Avrupa ve Amerika’da ortaya çıktığı gibi Osmanlı coğrafyasında da filizlenen resimli dergilerin odağı tam da “yeni”nin inşasıdır. Özellikle Servet-i Fünun2 dergisi, “yeni”nin toplumsal alan içerisindeki inşasını ve algılanışını anlamak için oldukça iyi bir tespit alanı oluşturmaktadır. Periyodik basılı yayın mecrasının sunduğu müşterek okuma ve görme pratikleri ile kentli, aynı dili konuşan, ayrıcalıklı bir kesim de belirmeye başlar.3 Bu kitle, “yeni”yi arzulayan, algılayan ve deneyimlemeye uygun bir kesimdir. Tabii “yeni” olgusu sadece mekânsal algılayış içerisinde sınırlı kalmaz, fiziksel ve fikri üretimin her bir yanına sızar. Haftalık çıkan Servet-i Fünun, bir yandan “yeni” kentsel mekânın tahayyüllerini, deneyimlerini ve inşasını özellikle görsel olarak aktaran bir mecra olurken bir yandan da “yeni” edebiyatın kurulduğu bir ortamı da oluşturur.
Bir inşaat malzemesi olarak ortaya çıkan beton da metinsel ve görsel anlatılar ile Servet-i Fünun içerisinde kendine yer bulur. Yüzyıl başında bu coğrafyada henüz maddi anlamda var olmayan bir malzeme ve inşaat tekniğinin tahayyülü oluşturulurken; onun ne olduğu, ne olmadığı, ne işe yaradığı, ne gibi deneyimlere imkân sunduğu gibi sorulara cevap arayan bir anlatı dili ile beraber kurulur. Bir yandan da, “yeni”nin anlatısı oluşturulurken onun “eski” olan ile diyaloğu da önemli yer teşkil eder. Bu anlamda, dergiden seçilen ve betona içkin birkaç anlatı eşliğinde bu yeni malzemenin okuyucuya sunulma biçimleri; tahayyül, deneyim, inşa eksenlerinde yorumlanacaktır.

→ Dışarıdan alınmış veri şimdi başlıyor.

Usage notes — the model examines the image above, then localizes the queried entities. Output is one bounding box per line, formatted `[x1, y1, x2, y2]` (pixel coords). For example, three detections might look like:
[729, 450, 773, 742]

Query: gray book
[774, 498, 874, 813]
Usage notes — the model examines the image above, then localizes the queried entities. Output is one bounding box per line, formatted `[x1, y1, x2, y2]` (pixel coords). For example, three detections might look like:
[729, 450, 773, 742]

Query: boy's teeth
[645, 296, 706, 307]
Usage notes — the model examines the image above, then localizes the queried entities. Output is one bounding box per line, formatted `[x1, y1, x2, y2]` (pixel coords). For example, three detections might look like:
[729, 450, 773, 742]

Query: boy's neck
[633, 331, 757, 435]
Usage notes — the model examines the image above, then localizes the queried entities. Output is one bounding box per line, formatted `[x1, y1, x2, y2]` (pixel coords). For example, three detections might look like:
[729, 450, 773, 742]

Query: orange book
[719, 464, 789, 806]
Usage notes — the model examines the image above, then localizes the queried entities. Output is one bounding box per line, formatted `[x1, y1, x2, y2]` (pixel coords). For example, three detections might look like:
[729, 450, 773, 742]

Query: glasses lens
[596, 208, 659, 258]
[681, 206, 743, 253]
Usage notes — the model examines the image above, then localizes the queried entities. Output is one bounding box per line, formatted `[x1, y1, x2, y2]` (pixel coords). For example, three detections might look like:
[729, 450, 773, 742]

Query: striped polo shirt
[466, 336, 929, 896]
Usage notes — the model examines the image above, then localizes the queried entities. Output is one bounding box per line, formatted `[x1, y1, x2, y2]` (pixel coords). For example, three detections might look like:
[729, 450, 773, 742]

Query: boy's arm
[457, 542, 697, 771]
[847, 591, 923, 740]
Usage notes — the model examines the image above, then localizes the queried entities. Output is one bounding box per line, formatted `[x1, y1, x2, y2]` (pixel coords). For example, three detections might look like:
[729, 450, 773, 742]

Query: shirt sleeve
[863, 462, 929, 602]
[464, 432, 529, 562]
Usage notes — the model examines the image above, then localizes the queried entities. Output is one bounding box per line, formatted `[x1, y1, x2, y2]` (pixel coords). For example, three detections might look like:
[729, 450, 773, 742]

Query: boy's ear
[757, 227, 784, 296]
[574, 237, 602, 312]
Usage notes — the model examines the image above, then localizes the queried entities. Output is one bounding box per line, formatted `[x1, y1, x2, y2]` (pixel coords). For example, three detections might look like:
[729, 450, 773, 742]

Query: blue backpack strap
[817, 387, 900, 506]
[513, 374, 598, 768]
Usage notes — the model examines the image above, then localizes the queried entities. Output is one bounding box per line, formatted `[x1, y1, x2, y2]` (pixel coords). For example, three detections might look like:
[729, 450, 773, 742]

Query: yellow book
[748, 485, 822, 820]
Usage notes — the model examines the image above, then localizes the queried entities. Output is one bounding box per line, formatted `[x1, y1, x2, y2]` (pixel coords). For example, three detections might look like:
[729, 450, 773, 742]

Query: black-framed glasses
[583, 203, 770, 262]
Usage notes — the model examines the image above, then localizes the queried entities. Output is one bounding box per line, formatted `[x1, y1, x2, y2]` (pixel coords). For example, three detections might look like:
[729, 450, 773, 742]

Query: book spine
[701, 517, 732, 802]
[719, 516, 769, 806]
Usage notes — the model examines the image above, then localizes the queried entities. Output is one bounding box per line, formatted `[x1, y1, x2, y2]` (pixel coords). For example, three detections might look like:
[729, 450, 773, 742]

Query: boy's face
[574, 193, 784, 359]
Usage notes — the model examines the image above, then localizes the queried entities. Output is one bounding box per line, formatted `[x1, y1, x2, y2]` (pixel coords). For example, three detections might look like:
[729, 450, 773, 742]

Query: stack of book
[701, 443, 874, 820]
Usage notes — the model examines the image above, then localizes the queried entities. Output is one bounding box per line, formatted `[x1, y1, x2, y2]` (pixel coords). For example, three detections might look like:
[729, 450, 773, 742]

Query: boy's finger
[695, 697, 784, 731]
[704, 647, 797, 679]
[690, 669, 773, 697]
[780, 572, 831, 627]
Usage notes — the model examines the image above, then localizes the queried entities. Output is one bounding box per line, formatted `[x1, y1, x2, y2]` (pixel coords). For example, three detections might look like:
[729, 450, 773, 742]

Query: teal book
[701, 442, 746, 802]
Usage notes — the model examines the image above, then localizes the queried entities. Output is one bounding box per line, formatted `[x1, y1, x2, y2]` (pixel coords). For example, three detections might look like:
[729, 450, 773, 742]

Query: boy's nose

“yeni” olanı tahayyül etmek
1907 yılında Servet-i Fünun’da “İnşaatta Bir Tarz-ı Cedid” başlıklı bir haber hazırlanır. Birbirinden farklılaşan üç görsel eşliğinde yeni bir inşaat tarzı olarak betonarme, okuyuculara tanıtılır. Öncelikle, bu bilinmeyen malzemenin kaba bir tarifi yapılır: “Birbiri üzerine gelişigüzel konulmuş taşların çimento ile bir kütle haline gelmesiyle elde edilen ‘beton’ adlı yeni inşaat esas olmuştur”.4 Devamında ise işin bu kadarla kalmadığı, bir de demirin inşaata karışarak taşa göre mukavemeti yirmi kat fazla olan “betonarme” inşaat tekniğinin ortaya çıktığı belirtilir:
“Demir ile taş şimdi yapılara ve bayındırlık işlerine esas olmakla beraber bunlar ayrı ayrı kullanılmakta, yani her biri binanın bir kısmında vazifeli olarak birbiriyle iştirak ve teması sınırlanmış noktalarda vuku bulmakta idi. Demir ile betonu yani taş ve çimentoyu karıştırarak böylece sağlam bir kütle teşkil eylemek, ya binanın demir çatılarını büsbütün beton ile kapamak, yahut betonu demir ile kapamak gibi yollar da
düşünülmüştür. İşte betonarme denilen demir ile çimento karışımı malzeme inşaatta bu suretle meydana çıkarılmıştır.”5
Dergi, metinsel tarifin yanısıra görsel anlatı da sunarak, henüz bu coğrafyada olmayan malzeme ile ne gibi yapıların yapılabileceğini hayal ettirir. Üç farklı jenerik imge eşliğinde, malzemenin kullanımına dair farklılaşan yapı tipleri sunar. Her birinin altında görselleri tarif eden küçük bir açıklama ile tahayyülün anlamını biraz daha sabitlemeyi başarır. İlkinde, “betonarme ile inşa edilmiş bir köprü”, ikincisinde, “ahiren Cenova’da betonarme ile inşa edilmiş olan bir bina” ve üçüncü görselin altında “betonarme ile inşa edilmiş yüksek bir su haznesi” yazmaktadır. Bu üç görsel de metinden kopuk bir şekilde bir sayfa öncesine yerleştirilmiştir.6
Derginin aynı yaprağının karşı sayfasında başka bir habere ait üç görsel daha bulunmaktadır. Simetrik olarak benzer bir mizanpaja sahip olan bu diğer üç görsel, Güney Suriye’de bulunan antik Geresa harabelerini tanıtmak için yerleştirilmiştir. Aynı yaprağı beraber paylaşma halinin rastgele yapılıp yapılmadığı, özellikle biraraya getirilip getirilmediği akla gelen sorulardandır. Bir yanda yeni bir inşaat tekniğini tariflemek için gösterilen “yeni” strüktürler ve diğer yanda Roma döneminden kalma ve eski inşaat teknikleri ile üretilen sütun ve kemer harabeleri. Yeni olanı eski ile beraber sunmak, onun yeni oluş gücünü artırmaktadır. Fakat bir yandan da her iki sayfadaki görsellerin zamansal olarak algısı ancak hayal dünyasında şekillenebilecek gibidir. “Şimdi”ye, günlük rutine değemezler. Belki de bu sebeple bu birbirine kontrast fakat ahenkli imgelerin yan yana yaprakları paylaşabilmeleri mümkün olmuştur (Görsel 1).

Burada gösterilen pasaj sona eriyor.